Thursday, April 14, 2016

The Jungo Mine

While researching my mother's paternal issues, I came across census information that her mother and  stepfather were living in Reno in 1940. Her stepfather, Leo, was listed as a mining company official; her mother was listed as a bookkeeper. Her stepfather's income was only $600, a very small amount even for those days, and her mother Edna's income was reported as zero.

This was interesting for Leo and Edna had owned and operated an apparently successful auto court and filling station in Willits, CA, for years, but they sold it in 1939. I had known about the filling station and auto court from an early age because my mother had told me about it. But I had never heard anything about a mine in Nevada.

My impression is that Leo had sold the auto court to buy into the mine.
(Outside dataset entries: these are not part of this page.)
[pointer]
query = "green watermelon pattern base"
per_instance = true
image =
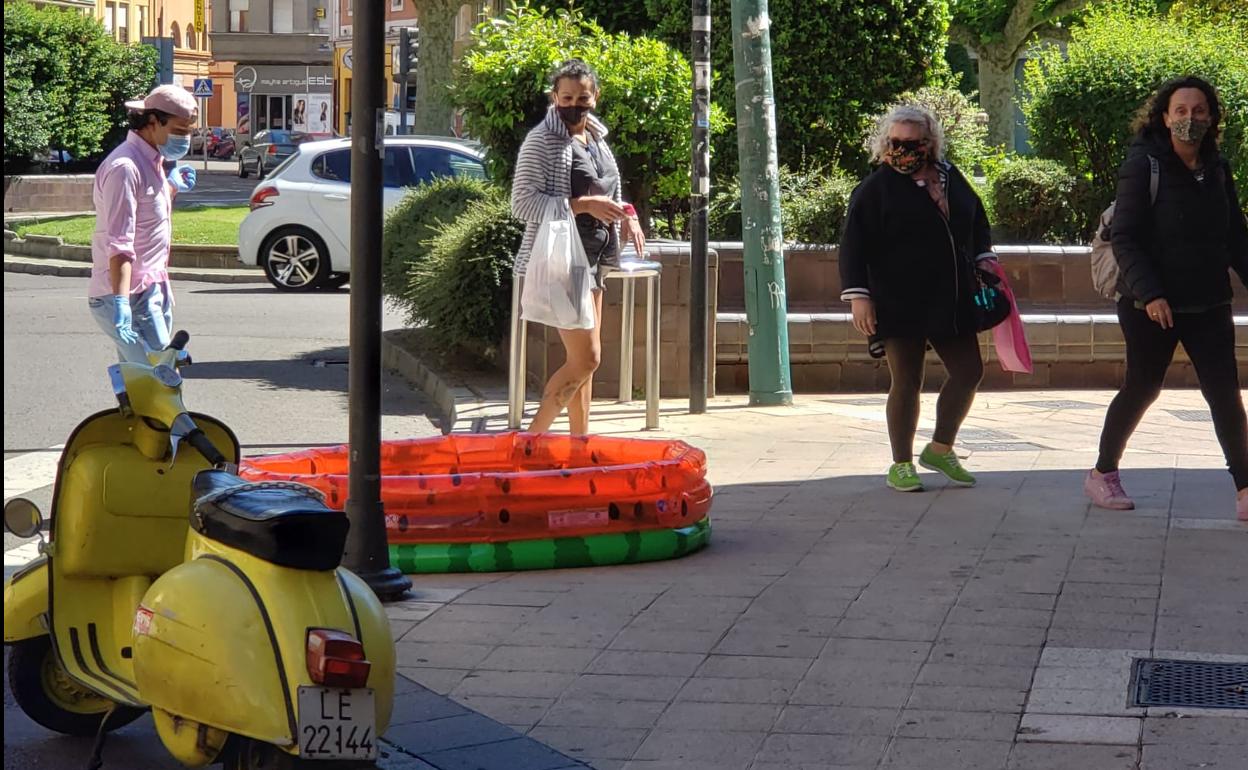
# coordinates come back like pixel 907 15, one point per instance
pixel 550 553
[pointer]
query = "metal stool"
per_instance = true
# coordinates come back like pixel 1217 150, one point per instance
pixel 628 272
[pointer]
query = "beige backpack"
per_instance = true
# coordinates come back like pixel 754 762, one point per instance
pixel 1105 266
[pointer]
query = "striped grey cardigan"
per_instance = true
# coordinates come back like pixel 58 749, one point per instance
pixel 542 187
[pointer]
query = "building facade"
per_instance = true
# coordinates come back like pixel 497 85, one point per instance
pixel 282 59
pixel 398 14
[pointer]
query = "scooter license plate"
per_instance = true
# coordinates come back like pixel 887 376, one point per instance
pixel 337 724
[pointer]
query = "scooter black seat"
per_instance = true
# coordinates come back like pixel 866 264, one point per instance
pixel 285 524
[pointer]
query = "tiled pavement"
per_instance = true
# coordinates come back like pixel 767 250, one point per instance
pixel 835 624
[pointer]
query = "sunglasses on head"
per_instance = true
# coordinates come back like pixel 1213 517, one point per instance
pixel 912 145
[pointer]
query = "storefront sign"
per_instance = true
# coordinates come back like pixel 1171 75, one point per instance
pixel 283 80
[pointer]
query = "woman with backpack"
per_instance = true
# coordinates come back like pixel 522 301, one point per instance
pixel 1174 251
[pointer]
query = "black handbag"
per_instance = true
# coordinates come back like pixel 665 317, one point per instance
pixel 991 305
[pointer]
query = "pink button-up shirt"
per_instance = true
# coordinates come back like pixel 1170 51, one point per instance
pixel 132 207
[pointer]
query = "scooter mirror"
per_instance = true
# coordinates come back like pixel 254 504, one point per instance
pixel 23 518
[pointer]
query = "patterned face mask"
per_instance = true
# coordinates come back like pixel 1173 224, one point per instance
pixel 906 160
pixel 1189 130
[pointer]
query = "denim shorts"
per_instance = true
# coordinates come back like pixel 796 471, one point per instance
pixel 152 320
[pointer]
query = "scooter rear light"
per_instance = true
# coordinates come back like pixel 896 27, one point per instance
pixel 336 659
pixel 261 197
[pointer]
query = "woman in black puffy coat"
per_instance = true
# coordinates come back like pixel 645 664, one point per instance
pixel 1174 257
pixel 914 232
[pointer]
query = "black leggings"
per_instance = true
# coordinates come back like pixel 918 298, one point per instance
pixel 906 363
pixel 1209 341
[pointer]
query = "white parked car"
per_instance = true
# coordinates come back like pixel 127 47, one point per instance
pixel 300 224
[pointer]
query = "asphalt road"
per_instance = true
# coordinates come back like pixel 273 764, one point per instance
pixel 219 186
pixel 271 366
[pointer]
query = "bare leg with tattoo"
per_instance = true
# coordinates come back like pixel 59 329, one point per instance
pixel 569 387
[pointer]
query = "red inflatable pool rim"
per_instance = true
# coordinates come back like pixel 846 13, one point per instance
pixel 484 488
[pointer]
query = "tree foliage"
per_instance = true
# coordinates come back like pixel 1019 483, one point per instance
pixel 462 290
pixel 502 86
pixel 833 63
pixel 65 81
pixel 1080 105
pixel 999 31
pixel 966 136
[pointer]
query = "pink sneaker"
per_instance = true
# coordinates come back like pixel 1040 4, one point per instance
pixel 1106 491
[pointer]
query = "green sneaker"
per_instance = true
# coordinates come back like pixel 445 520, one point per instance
pixel 946 464
pixel 902 477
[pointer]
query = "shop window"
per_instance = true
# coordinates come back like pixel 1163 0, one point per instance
pixel 238 10
pixel 283 16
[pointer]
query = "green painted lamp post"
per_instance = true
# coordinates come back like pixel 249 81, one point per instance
pixel 765 306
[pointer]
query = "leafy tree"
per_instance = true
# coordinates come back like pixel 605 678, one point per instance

He was listed as secretary-treasurer which indicated to me that he had an ownership stake, but I didn't know what mine, or any other details about the operation. Or even if there was an operation. Something told me this may not have been a legitimate company, but I didn't know.

I don't remember quite how it happened but I came across information that the mine was called the Jungo Mine and it was some distance outside Jungo, NV. There was another mine in or near Jungo, a very famous mine, the Jumbo Mine, and even in my research, it was easy to confuse the two. The Jumbo Mine had produced quite a lot of gold, but I could find nothing except advertisements about the Jungo Mine. They were mostly from 1940. And they seemed to deliberately confuse Jungo and Jumbo.
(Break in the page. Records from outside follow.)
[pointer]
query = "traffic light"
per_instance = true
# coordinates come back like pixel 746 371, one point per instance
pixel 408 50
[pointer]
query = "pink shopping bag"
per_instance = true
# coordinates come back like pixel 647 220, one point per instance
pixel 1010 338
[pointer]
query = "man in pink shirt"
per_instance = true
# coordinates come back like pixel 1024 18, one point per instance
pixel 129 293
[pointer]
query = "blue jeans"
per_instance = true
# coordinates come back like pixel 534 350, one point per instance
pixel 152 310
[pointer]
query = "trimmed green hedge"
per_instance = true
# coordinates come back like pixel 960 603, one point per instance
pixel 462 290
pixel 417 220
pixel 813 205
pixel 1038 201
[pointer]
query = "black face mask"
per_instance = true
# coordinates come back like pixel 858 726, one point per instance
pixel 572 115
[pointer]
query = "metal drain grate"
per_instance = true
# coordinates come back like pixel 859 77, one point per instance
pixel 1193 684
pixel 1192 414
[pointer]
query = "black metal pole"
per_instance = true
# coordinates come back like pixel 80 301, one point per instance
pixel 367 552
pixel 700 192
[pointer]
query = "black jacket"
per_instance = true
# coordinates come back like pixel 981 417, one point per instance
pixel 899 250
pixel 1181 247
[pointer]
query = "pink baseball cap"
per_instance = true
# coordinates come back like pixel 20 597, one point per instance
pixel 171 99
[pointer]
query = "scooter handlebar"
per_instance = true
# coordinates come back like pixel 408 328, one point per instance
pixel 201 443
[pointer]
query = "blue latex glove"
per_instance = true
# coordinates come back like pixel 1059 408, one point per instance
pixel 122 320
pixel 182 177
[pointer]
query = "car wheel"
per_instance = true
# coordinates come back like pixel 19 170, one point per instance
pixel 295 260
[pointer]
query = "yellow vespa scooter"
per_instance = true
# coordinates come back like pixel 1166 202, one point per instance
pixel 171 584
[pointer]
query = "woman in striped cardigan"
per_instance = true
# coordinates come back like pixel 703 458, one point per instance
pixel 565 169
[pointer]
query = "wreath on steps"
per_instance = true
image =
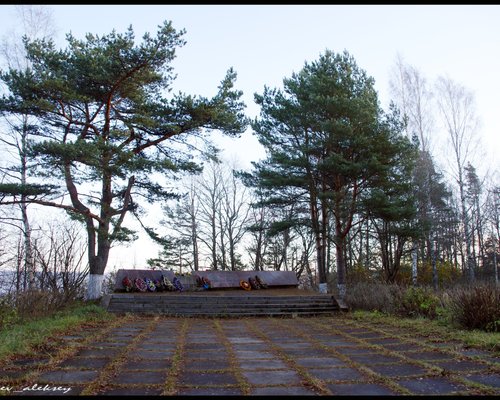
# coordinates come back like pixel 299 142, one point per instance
pixel 128 284
pixel 245 285
pixel 140 285
pixel 261 282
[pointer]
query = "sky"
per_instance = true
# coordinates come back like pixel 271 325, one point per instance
pixel 266 43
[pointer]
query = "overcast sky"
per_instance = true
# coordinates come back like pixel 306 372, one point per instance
pixel 266 43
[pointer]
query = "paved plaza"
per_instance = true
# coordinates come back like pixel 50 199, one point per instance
pixel 250 356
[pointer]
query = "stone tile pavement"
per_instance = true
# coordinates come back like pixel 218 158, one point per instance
pixel 250 356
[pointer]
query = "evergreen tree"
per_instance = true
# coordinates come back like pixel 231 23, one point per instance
pixel 103 122
pixel 326 146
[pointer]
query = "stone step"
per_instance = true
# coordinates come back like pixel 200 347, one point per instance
pixel 227 305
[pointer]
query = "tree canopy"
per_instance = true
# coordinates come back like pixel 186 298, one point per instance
pixel 106 128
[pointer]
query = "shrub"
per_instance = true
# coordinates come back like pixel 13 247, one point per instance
pixel 476 307
pixel 372 297
pixel 8 312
The ads offered penny shares in the Jungo Mine, and in one of them, a man is mentioned who was probably my mother's stepfather. He took prospective investors on tours. Leo seemed to have quite a gift for dealing with people.

The Jungo Mine seems to disappear after about 1940. In 1941, my mother's mother became ill with the cancer that would kill her. She and Leo moved back to California where Leo found work as a machinist at the Mare Island Naval Shipyard in Vallejo. Either they didn't have enough money for Edna's cancer treatment or they chose Christian Science treatment for other reasons, but Edna's condition rapidly worsened.
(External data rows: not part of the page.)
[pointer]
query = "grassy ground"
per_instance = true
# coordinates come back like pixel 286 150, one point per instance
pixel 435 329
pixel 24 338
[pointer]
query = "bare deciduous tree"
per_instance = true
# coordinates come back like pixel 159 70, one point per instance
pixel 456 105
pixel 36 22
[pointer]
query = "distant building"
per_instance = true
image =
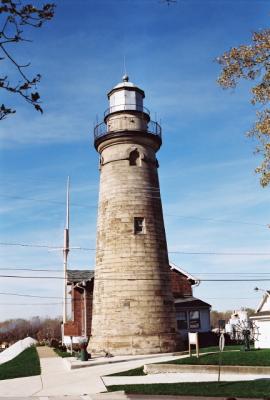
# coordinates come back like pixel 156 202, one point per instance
pixel 237 322
pixel 192 314
pixel 78 325
pixel 262 320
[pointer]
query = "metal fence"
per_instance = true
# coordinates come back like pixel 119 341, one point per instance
pixel 101 129
pixel 126 107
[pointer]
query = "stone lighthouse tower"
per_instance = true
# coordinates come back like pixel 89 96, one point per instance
pixel 133 308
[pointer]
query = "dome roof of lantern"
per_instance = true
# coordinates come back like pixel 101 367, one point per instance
pixel 125 84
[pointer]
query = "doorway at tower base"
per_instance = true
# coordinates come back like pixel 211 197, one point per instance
pixel 133 345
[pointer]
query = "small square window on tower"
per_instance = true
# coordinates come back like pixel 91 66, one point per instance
pixel 139 225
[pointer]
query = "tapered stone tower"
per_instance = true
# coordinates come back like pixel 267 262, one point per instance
pixel 133 308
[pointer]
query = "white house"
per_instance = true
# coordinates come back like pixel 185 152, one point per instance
pixel 262 320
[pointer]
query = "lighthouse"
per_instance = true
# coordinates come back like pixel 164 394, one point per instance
pixel 133 307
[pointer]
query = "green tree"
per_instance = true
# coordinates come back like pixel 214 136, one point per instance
pixel 15 16
pixel 252 62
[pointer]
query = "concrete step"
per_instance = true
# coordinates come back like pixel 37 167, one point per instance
pixel 119 395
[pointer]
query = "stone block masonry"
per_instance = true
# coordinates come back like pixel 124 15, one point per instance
pixel 133 307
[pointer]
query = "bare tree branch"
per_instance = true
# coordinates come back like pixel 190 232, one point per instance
pixel 19 15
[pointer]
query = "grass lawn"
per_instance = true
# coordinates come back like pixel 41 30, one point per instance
pixel 253 357
pixel 64 354
pixel 259 388
pixel 25 364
She died in Vallejo in October of 1941. She was only 52. Leo stayed at the shipyard throughout the War and died of heart failure in 1945 at 65.

My mother never forgave him for Edna's death, though I'm not convinced that there was much that could be done in those days by medicine or religion.

But I'd never known about the mining venture in Nevada. It gives me a much fuller picture of who Leo was.